James Zimmermann
- Full name: James Emil Hubert Zimmermann (James Emil Hubert Mann)
- Country (sports): United Kingdom
- Born: 6 March 1886 Brixton, London, England
- Died: 16 May 1917 (aged 31) Bullecourt, France
- Retired: 1917 (due to death)

Singles
- Career record: 48–14 (77.4%)
- Career titles: 4

Grand Slam singles results
- Wimbledon: QF (1912)

Grand Slam doubles results
- Wimbledon: 3R (1912)

= James Zimmermann =

British tennis player

James Emil Hubert Zimmermann (3 March 1886 – 16 May 1917) was a British tennis player in the years before World War I. His father was German, and Zimmerman was embarrassed by his German name, so he abbreviated his surname to Mann. He reached the quarterfinals of the Wimbledon men's singles in 1912 where he lost in straight sets to Alfred Beamish. He lost in the second round at Wimbledon in 1913 to Percival Davson.

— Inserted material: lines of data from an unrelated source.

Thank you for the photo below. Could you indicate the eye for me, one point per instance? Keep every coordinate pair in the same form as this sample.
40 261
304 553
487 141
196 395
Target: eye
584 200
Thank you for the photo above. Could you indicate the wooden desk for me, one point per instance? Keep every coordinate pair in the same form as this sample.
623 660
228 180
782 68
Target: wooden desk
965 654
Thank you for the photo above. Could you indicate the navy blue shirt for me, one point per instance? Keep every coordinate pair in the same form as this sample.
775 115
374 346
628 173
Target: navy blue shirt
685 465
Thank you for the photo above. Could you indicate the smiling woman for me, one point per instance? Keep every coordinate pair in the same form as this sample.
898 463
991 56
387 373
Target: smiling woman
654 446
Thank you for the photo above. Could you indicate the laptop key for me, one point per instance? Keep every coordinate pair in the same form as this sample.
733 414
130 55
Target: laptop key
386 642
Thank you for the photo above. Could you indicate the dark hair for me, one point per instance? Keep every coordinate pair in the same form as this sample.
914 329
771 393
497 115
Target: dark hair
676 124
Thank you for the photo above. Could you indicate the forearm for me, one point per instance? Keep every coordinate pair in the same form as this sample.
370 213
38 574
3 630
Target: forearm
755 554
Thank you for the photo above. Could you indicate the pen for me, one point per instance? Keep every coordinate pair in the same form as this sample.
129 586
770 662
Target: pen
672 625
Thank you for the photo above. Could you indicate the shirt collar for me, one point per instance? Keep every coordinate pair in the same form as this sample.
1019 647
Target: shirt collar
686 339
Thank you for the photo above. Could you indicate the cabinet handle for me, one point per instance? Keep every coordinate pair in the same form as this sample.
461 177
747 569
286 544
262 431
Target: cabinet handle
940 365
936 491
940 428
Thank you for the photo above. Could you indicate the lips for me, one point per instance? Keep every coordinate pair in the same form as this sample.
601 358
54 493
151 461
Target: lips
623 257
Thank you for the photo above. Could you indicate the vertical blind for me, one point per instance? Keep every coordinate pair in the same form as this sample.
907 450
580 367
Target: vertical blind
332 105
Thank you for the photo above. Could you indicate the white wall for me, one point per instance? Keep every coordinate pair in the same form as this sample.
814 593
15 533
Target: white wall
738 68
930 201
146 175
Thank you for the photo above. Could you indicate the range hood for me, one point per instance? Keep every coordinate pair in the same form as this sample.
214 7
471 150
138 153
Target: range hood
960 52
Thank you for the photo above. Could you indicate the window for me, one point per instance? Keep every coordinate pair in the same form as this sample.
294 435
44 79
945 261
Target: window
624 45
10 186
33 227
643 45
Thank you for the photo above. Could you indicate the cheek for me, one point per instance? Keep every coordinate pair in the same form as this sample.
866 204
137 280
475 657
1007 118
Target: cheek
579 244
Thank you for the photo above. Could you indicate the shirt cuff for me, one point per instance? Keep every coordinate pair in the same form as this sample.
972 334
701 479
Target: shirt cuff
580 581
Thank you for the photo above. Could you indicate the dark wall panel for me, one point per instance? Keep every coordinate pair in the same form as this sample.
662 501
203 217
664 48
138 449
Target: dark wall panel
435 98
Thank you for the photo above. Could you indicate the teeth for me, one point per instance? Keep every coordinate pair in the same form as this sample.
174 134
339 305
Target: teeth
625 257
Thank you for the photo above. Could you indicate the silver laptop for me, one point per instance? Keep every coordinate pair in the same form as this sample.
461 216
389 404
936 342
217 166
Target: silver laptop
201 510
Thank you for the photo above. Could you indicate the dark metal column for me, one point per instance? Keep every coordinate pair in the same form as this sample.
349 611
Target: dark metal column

According to his obituary in the Sydney newspaper Referee on 17 October 1917, Zimmermann was "always popular with the crowd, for his garrulity on court, though sometimes disconcerting to his opponents, he had a vein of humour and irresponsibility". In 1915, his habit of sleepwalking led him into danger when he was found wandering on the Brighton railway line near Victoria station (he was sentenced to six months imprisonment, though the sentence was quashed on appeal). In World War I, Zimmermann was a sergeant in the Honourable Artillery Company (HAC) and died from wounds sustained in action in 1917.